The approach to High Forest Cover Countries and Landscapes in some of the world’s last remaining tropical rainforests has been a key area for discussion over the course of the RSPO Principles and Criteria (P&C) review process, in the last 18 months. The HCS Approach is to be incorporated into RSPO’s revised certification standard that was adopted at the RSPO 15th annual General Assembly held November 15 in Malaysia.

We are committed to working with the RSPO to develop guidance to implement no deforestation in High Forest Cover Countries and Landscapes. It is our hope that working together with Indigenous Peoples and local communities who will be supported and able to engage fully with this process we can find lasting solutions to the growing loss of rainforests in these regions, said Judy Rodrigues, Executive Director of the High Carbon Stock Approach (HCSA).

The Joint Steering Group will consider the palm oil sector’s transition to local community production that conserves and enhances ecosystems in High Forest Cover Landscapes, while achieving sustainable livelihoods and poverty reduction. It will also socialise plans to balance these objectives and ensure practices that respect land users’ rights and uphold indigenous peoples’ rights to self-determination.

This collaboration provides the platform to provide lasting solutions to halting deforestation, through engagement and alignment on the approach. Most importantly, it will allow local stakeholders (particularly communities) to make their own participatory decisions on land use, in achieving positive impacts balancing sustainable livelihoods, and poverty reduction, with the need to conserve, protect and enhance ecosystems and respect land users’ rights, said Datuk Darrel Webber, CEO, RSPO.

About the HCS Approach

The HCS Approach is the first practical, field-tested methodology for distinguishing forest areas that should be protected or restored, from degraded lands that may be developed, using an integrated land-use planning approach. The methodology was developed with the aim to ensure a practical, transparent, robust, and scientifically credible approach that is widely accepted to implement commitments to halt deforestation in the tropics, while ensuring the rights and livelihoods of local peoples are respected.

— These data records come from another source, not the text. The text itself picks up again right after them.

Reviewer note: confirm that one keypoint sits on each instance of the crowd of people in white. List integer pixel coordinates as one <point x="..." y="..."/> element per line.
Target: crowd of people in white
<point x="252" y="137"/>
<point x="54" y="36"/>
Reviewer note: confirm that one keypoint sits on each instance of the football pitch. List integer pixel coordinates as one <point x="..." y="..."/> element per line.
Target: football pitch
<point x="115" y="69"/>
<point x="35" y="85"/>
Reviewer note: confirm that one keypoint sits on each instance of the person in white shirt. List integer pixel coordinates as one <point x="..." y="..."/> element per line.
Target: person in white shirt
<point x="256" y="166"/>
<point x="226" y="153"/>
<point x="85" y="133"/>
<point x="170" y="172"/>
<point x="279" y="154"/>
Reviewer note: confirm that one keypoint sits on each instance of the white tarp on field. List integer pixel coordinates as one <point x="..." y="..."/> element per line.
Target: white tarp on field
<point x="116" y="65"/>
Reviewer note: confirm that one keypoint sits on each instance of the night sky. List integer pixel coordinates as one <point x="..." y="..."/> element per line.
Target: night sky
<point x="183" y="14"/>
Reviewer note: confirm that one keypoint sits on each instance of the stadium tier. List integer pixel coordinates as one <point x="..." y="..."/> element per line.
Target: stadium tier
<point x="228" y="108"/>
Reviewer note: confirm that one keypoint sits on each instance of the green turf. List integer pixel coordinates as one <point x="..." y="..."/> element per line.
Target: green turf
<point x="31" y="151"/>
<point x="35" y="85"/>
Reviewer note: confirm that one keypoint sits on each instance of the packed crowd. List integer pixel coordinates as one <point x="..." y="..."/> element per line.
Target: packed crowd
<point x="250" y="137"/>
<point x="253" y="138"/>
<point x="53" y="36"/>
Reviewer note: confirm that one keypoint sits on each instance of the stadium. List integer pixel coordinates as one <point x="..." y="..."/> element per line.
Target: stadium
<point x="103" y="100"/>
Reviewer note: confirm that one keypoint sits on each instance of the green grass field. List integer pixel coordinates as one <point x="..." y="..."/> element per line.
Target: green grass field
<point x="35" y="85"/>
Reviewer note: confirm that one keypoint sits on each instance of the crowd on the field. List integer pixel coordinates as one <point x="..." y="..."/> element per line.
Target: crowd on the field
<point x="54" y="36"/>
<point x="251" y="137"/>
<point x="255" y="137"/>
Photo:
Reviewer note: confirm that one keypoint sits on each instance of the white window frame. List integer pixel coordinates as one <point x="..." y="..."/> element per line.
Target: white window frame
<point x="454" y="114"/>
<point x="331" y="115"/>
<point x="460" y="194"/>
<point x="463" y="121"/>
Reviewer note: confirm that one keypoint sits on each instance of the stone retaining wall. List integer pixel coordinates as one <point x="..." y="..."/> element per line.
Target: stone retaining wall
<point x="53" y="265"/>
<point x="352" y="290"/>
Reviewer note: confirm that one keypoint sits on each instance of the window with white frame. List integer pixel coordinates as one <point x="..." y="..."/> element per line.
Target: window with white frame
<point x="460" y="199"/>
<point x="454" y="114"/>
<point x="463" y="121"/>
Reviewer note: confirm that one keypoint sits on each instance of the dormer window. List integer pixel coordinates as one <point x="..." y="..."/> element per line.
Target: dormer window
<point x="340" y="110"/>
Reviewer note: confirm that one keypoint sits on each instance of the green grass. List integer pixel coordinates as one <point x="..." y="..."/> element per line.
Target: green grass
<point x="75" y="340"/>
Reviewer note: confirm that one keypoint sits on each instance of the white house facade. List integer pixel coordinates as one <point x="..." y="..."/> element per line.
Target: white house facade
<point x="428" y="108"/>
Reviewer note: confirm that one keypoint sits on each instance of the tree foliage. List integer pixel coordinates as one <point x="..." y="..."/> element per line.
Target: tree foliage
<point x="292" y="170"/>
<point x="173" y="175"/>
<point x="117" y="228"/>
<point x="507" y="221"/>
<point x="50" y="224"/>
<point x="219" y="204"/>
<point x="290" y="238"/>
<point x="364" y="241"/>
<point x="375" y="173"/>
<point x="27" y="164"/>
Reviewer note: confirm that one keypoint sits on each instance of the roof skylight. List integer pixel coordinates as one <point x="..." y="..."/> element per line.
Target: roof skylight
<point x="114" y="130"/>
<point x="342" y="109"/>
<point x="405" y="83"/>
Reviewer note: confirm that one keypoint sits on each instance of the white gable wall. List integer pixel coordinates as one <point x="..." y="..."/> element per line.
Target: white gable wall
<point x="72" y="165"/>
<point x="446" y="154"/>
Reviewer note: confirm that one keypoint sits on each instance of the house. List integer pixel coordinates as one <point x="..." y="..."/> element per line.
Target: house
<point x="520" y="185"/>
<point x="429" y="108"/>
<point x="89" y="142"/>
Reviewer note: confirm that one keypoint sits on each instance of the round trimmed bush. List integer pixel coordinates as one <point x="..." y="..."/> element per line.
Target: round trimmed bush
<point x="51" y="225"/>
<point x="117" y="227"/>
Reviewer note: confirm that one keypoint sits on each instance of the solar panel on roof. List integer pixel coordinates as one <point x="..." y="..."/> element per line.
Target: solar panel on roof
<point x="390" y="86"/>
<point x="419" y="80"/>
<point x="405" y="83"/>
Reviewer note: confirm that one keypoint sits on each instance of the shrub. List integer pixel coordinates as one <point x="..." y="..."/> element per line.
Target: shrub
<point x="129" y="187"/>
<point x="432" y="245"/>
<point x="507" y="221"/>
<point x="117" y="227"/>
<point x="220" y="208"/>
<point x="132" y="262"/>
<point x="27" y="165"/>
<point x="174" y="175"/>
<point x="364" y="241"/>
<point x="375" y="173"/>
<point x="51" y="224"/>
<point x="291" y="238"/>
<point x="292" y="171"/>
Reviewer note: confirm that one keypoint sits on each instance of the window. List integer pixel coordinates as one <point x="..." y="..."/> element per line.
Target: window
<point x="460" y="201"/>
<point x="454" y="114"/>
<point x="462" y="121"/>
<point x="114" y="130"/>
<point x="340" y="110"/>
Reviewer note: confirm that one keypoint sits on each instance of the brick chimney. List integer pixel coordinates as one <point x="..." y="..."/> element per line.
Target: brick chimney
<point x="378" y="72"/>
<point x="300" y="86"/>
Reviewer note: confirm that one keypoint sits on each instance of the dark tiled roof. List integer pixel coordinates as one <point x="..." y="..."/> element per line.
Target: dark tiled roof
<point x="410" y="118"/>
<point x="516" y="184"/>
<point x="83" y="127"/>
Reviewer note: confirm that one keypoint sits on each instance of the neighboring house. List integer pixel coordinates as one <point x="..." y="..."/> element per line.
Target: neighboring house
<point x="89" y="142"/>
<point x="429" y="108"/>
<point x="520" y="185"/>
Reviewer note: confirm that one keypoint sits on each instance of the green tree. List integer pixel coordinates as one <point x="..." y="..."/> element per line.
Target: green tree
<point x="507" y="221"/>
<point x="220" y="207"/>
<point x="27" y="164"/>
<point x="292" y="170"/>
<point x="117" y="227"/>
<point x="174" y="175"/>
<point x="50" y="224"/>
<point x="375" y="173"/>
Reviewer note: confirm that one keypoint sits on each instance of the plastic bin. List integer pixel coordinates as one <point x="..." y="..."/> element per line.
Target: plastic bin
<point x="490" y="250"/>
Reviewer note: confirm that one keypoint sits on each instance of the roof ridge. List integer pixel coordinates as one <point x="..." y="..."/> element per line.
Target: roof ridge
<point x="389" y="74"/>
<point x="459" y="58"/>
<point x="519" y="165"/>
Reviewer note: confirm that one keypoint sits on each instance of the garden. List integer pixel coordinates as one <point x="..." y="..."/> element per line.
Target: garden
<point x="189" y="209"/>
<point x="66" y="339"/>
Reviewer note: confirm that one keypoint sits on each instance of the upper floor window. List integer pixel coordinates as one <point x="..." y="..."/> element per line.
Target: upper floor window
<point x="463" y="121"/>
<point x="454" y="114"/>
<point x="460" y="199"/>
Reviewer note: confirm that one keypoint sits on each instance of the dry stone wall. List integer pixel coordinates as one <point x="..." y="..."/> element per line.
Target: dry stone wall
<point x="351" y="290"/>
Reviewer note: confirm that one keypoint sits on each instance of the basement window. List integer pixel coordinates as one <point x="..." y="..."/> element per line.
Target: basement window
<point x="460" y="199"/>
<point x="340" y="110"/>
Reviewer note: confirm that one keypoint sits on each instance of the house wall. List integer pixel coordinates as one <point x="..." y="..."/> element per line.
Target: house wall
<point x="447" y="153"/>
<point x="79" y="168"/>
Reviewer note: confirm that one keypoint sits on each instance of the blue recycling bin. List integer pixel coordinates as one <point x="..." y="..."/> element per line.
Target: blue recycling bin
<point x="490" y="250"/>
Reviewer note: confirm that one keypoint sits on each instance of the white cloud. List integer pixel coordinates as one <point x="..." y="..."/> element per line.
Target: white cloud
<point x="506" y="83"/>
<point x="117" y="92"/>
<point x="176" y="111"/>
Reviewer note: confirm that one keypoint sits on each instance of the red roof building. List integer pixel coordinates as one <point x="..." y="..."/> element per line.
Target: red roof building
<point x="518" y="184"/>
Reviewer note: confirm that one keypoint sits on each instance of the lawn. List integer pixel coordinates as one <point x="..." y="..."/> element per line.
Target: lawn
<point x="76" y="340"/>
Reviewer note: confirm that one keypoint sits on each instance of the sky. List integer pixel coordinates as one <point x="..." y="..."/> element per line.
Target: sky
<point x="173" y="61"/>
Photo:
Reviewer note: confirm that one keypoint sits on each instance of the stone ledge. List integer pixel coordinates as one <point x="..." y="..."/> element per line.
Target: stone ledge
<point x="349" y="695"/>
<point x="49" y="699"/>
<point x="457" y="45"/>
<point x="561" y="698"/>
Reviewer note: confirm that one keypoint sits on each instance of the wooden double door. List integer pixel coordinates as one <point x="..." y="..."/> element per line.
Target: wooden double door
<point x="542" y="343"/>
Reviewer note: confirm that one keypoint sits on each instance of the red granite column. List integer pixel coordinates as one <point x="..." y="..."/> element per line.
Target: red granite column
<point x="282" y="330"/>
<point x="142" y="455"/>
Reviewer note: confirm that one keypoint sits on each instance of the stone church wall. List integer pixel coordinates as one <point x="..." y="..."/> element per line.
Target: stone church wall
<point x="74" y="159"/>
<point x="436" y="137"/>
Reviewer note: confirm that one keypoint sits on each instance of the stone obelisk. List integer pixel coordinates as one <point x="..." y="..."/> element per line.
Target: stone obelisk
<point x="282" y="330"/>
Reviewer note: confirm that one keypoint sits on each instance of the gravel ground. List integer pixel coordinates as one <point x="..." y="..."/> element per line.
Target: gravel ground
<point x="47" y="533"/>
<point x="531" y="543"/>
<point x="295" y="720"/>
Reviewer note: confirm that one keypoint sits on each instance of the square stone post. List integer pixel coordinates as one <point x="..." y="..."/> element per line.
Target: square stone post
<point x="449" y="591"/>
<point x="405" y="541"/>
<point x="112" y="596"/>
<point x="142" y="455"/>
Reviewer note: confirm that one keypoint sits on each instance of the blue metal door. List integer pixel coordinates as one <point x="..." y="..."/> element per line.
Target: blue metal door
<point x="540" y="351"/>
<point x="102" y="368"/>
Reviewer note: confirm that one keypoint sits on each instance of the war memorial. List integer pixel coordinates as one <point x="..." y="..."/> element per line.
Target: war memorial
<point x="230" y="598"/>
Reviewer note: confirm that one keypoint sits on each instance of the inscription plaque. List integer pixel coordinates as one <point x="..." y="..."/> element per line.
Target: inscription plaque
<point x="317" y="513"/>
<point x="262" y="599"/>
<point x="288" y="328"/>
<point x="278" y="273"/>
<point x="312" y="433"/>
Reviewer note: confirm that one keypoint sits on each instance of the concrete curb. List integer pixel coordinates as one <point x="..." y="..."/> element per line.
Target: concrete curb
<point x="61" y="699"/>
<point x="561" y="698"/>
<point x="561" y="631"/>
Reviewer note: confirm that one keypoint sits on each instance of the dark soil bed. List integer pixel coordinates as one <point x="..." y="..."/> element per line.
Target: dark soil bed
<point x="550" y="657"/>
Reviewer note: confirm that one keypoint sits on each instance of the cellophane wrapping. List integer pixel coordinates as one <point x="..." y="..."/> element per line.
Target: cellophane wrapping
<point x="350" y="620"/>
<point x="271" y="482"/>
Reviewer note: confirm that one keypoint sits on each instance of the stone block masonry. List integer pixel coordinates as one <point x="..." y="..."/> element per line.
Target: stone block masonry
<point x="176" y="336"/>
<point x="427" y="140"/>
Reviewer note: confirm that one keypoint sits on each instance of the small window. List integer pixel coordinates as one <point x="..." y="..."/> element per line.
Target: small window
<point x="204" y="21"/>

HCAS is described as a “breakthrough” for plantation companies, manufacturers and supply chain actors who are committed to breaking the link between deforestation and land development in their operations by not clearing or purchasing goods from HCS forests and High Conservation Value (HCV) areas. The approach represents the first practical methodology that has been tested and developed in active concessions in Asia and Africa with input from a variety of stakeholders. It is a relatively simple tool that plantation companies can use for new developments while ensuring that forests are protected from conversion.